91 % of the EAACI delegates who completed this survey agreed upon the validity of a VAS as a useful tool for assessing AR control. In our opinion, it is an intuitive tool for use in clinical studies, and by physicians and patients every day. The VAS is well suited to the task of assessing AR control. It is simple and quick to complete, incorporating assessment of both AR symptoms and quality-of-life [11]. It correlates well with recognized randomized controlled trial endpoints [16], can discriminate according to severity [10] and assess efficacy of treatments [16, 17]. The VAS has also been used to assess effectiveness of treatments in real-life [18] as well as inadequacies of others (including multiple treatments) [19].

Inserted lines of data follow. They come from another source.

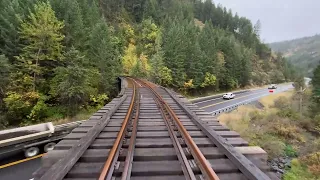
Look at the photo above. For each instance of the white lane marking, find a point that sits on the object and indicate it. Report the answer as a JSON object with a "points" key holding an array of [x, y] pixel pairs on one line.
{"points": [[251, 99]]}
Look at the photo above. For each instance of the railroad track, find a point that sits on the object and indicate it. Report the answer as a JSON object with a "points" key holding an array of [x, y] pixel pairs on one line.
{"points": [[151, 133]]}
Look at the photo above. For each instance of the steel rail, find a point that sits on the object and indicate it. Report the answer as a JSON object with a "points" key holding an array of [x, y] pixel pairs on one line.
{"points": [[204, 165], [126, 174], [114, 152], [250, 170], [186, 168]]}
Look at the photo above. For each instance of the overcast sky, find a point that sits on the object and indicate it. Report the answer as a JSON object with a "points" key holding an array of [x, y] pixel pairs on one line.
{"points": [[280, 19]]}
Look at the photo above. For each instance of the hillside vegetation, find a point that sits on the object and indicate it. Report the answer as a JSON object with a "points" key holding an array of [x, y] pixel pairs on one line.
{"points": [[61, 57], [303, 53]]}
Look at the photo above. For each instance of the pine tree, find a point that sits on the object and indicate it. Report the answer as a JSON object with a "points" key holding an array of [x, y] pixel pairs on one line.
{"points": [[74, 84], [104, 56], [9, 24], [5, 68], [175, 51], [316, 85], [42, 37]]}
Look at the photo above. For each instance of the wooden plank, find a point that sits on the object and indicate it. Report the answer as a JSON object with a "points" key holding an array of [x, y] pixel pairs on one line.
{"points": [[245, 166], [63, 166]]}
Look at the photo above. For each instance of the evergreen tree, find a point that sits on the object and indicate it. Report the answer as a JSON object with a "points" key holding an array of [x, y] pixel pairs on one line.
{"points": [[316, 85], [104, 56], [42, 37], [5, 68], [175, 51], [74, 84], [9, 25]]}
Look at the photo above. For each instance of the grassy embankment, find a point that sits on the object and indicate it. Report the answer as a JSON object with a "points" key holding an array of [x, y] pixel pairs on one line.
{"points": [[282, 131]]}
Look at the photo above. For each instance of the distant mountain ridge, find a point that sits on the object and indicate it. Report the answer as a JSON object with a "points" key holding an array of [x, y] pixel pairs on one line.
{"points": [[302, 52]]}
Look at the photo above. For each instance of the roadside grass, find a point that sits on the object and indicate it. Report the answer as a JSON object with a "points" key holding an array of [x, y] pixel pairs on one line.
{"points": [[281, 131]]}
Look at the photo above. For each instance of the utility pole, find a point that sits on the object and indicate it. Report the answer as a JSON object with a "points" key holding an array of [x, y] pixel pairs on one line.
{"points": [[300, 104]]}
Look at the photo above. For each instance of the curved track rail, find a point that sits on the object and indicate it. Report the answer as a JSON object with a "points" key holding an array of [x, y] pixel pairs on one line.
{"points": [[148, 133]]}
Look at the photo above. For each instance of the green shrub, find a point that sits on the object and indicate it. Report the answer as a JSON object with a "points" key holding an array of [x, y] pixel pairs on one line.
{"points": [[55, 113], [38, 111], [298, 172], [290, 151], [19, 106], [288, 113], [282, 103]]}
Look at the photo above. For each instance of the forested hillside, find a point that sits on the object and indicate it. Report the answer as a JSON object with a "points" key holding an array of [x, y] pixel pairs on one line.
{"points": [[303, 52], [59, 57]]}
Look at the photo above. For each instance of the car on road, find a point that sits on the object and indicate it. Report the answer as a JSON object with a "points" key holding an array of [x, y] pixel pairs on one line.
{"points": [[272, 86], [228, 96]]}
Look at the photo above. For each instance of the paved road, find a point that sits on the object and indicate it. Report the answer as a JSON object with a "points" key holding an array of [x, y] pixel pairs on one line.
{"points": [[215, 104], [24, 170]]}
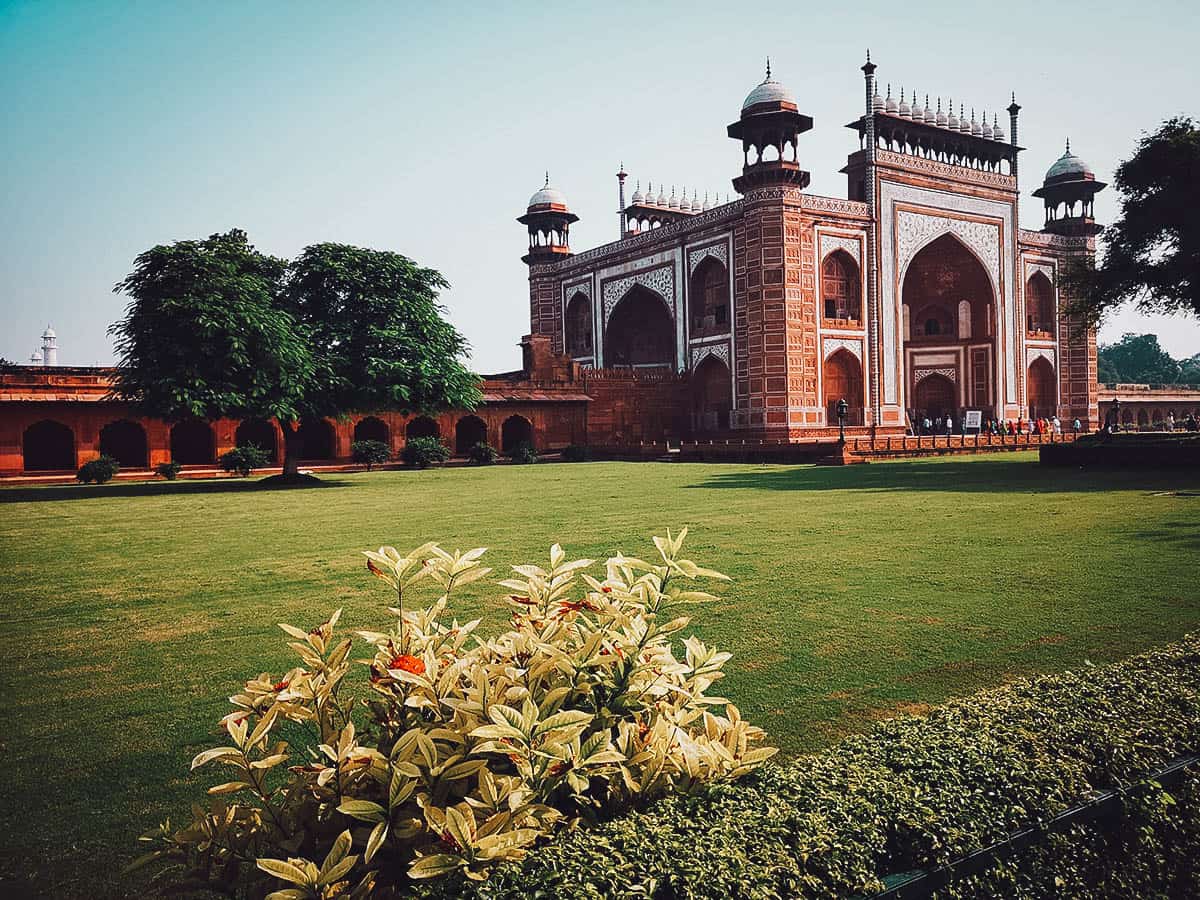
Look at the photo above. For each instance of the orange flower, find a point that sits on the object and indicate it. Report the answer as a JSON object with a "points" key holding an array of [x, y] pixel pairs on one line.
{"points": [[408, 664]]}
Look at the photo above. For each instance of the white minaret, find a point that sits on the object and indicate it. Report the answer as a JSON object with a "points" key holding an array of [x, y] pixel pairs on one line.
{"points": [[49, 347]]}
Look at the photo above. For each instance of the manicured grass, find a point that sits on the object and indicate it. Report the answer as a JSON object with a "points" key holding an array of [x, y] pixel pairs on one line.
{"points": [[131, 611]]}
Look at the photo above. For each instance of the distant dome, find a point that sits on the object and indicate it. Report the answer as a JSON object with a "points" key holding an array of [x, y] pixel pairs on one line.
{"points": [[769, 91], [1068, 166], [547, 196]]}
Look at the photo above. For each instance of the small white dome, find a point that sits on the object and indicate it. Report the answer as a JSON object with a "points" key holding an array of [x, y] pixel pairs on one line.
{"points": [[1068, 165], [547, 196], [769, 91]]}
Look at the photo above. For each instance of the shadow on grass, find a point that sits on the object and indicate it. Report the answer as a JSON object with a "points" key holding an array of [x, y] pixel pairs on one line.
{"points": [[34, 493], [949, 475]]}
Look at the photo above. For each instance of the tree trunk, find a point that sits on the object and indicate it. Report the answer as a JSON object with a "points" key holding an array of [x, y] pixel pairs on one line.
{"points": [[292, 449]]}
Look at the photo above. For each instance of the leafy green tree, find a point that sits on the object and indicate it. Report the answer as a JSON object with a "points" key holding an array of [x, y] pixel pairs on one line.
{"points": [[204, 336], [372, 322], [1152, 252], [1137, 359], [215, 329]]}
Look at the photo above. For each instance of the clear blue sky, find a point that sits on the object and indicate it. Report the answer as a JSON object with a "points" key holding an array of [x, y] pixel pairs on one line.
{"points": [[424, 127]]}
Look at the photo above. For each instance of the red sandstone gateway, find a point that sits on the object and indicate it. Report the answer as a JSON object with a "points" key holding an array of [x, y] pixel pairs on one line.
{"points": [[917, 295]]}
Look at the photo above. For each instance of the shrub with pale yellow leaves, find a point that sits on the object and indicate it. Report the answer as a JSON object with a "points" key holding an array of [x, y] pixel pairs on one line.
{"points": [[467, 750]]}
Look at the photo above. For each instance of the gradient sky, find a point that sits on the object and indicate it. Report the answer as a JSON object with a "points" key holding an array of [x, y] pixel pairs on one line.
{"points": [[424, 127]]}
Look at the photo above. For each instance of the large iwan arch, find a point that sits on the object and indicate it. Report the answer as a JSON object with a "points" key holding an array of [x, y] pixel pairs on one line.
{"points": [[640, 331], [949, 304]]}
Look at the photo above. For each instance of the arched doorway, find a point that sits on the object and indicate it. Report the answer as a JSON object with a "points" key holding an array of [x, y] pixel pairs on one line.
{"points": [[1039, 312], [469, 430], [640, 331], [372, 429], [261, 433], [840, 287], [577, 325], [516, 430], [708, 299], [1042, 389], [843, 379], [421, 427], [316, 439], [48, 445], [712, 395], [126, 443], [192, 443], [948, 299], [936, 396]]}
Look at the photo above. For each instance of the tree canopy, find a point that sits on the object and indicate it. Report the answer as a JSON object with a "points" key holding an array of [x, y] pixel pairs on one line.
{"points": [[216, 329], [1138, 359], [1151, 252]]}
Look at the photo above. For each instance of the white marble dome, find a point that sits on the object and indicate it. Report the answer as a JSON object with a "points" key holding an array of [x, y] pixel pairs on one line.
{"points": [[769, 91], [1068, 165]]}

Limitations of this survey relate to the fact that the most respondents were specialists (although with experience in treating AR), with relatively few GPs included. Delegates were not provided with an alternative control tool choice and also completed the survey at the Meda booth, which may have introduced bias. However, no financial or any other incentive was given to complete the survey. Also delegate speciality was not consistently recorded which may have yielded interesting insights into how AR control is assessed across specialities. Finally, information on what proportion of AR patients had concomitant asthma was not captured. This would have provided important information on how disease control was assessed and whether the perception of control was better or worse for those patients with co-morbid disease.

The VAS will form the basis of a new contre les MAladies Chronique pour un VIeillissement Actif (MACVIA)-ARIA AR app directed at patients called ‘Allergy Diary’ which is now available for free download in many European countries. Users can assess their disease control daily by simply clicking on the VAS in response to the question ‘overall how much are your allergic symptoms bothering you today?’, from ‘not at all bothersome’ to ‘extremely bothersome’. VAS scores are logged and plotted over time with control assessed as well-, partly- and un-controlled, according to specific VAS score cut-offs. The VAS will also be incorporated into a companion app for healthcare providers as well as into the new AR guideline, and used to guide treatment decisions. Moving to a digital VAS is attractive since in real life, on paper, VAS scores are often wrongly completed by the patient, even after explanation; either by failing to cross the line, putting a cross above or below it or writing a figure. An electronic version would prevent such errors. However, it may not allow for complexity of response such as persistence of a problematical co- morbidity despite good control of AR. The overall aim of ‘Allergy Diary’, the Allergy Diary companion app and the updated AR guideline (and the VAS contained within them) is to facilitate a top down communication, from guidelines to healthcare providers to patients, allowing doctors to more easily comply with the guidelines, to better tailor AR medications to patients’ needs and enable patients to better communicate their needs.

In short, a common language of AR disease control is needed. A simple VAS to measure and assess disease control could meet this need and is welcomed by physicians. It should enable us to move from the illusion to the confirmation of communication.